Google Updates ReCAPTCHA With Easier CAPTCHAs For Humans
An anonymous reader writes "Google today released an update to its reCAPTCHA system that creates different classes of CAPTCHAs for different kinds of users. In short, it makes your life easier if you're a human, and your work much harder if you're a bot. Unsurprisingly, Google wouldn't share too much detail as to how the new system works, aside from saying it uses advanced risk analysis techniques, actively considering the user's entire engagement (before, during and after) with the CAPTCHA. In other words, the distorted letters are not the only test."
The CAPTCHA is influenced by what you do after you exit it?
They're extending the user categorisation checks. It checks your IP address against a risk and Geo database. You're all smart enough to know what makes certain users riskier (eg: excessive requests, certain countries, is a Tor exit node etc.). They're just doing that properly now.
She ends up on a bum IP and ends up getting hopelessly indecipherable gibberish as the verification for paying her electric bill?
Not sure blacklisting is the best way to go about this...
On those ones have you ever tried hitting the button that's supposed to say the captcha out loud just in case you can't read it?(Which is most of the time) I swear it sounds like some sort of inhuman moaning straight from the Necronomicon that would be more appropriate to summon some sort of demon.
Did you know 80 to 90% of the moderators on slashdot wouldn't recognize a troll even if one dragged them under a bridge.
What it could mean is that Google has caught up with the Copyright Term Extension Act of 1998 and finished all notable books in the English language published before 1923. Google has to set reCAPTCHA to read house numbers for Google Maps to pass the time until 2019 when copyrights will start expiring again barring yet another legislative extension.
If the earlier checks suggest it's likely to be a bot, use a harder captcha to double check. If it's likely to be a human, use an easier captcha as confirmation.
If the system is pretty sure it's a returning user, FaceTuring doesn't require a captcha at all. I don't know if recaptcha ever goes as far as not requiring the captcha at all.
1. Google uses analytics and other techniques to find the IP addresses that are "captcha-busters".
2. Automate their captcha generator to feed into these with honeypot pages to see which ones they can bust.
3. Assemble lists of ones they cannot.
4. Profit!
It's a dynamic, revolving door, but when automated it's great. BTW I wouldn't mind a new job there, hint hint.
(-1: Post disagrees with my already-settled worldview) is not a valid mod option.
I've been whining about this for years.
...no doubt the same techniques used in their excellent spam filter setup on gmail. You know, the one that will repeatedly mark incoming mail as spam even though you have already marked it over and over as "not spam". Or the classic: Google marks as spam incoming mail with a sent-from address that matches an already verified alias in your own account.
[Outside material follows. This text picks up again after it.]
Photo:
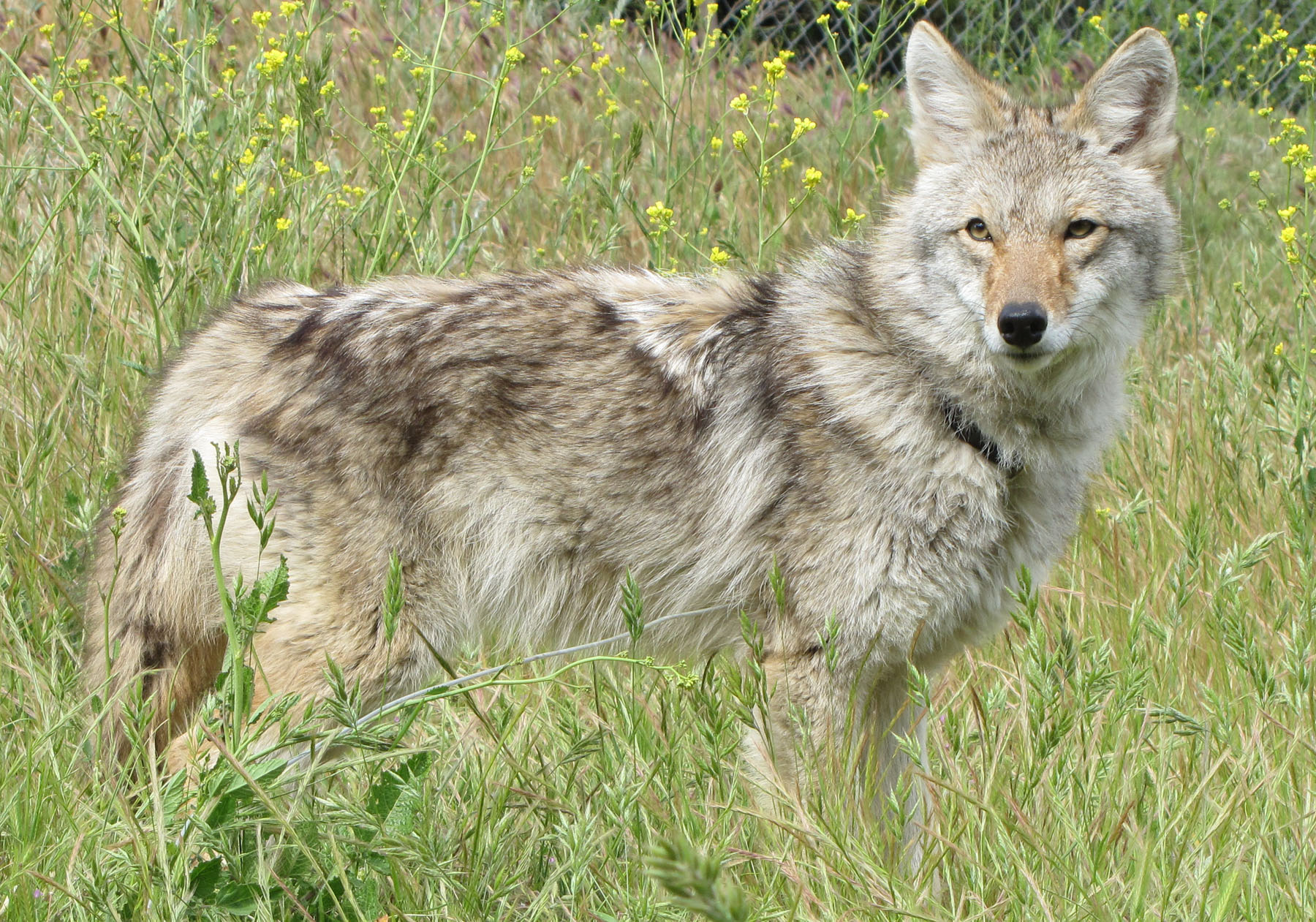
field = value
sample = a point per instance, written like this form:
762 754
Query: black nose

Yeah, I know, there's no way I can be right in light of the thousands of PhD's employed by Google. The collective brainpower is staggering, so Google will always be right in everything they do.
What you describe can happen if the headers in the email appear to be forged. *That* can happen if your email is being routed strangely.
Here's one example: my organization uses hosted gmail for our domain email. However, our *institution* sold out to Microsoft. We were allowed to continue to use our hosted gmail. "Whew, dodged that bullet!", I thought, until email from other gmail users started being marked as "Person X may not have sent this email", and my Amazon.com order/shipping notifications started being sent to the spam folder.
What happened? Our institutional overlords required that our email be routed through MS' outlook.com servers. Thus all our inbound email appeared to have forged headers. GMail legitimately ignored my whitelist filter rules when it appeared that the field values for "from:", etc, were forged.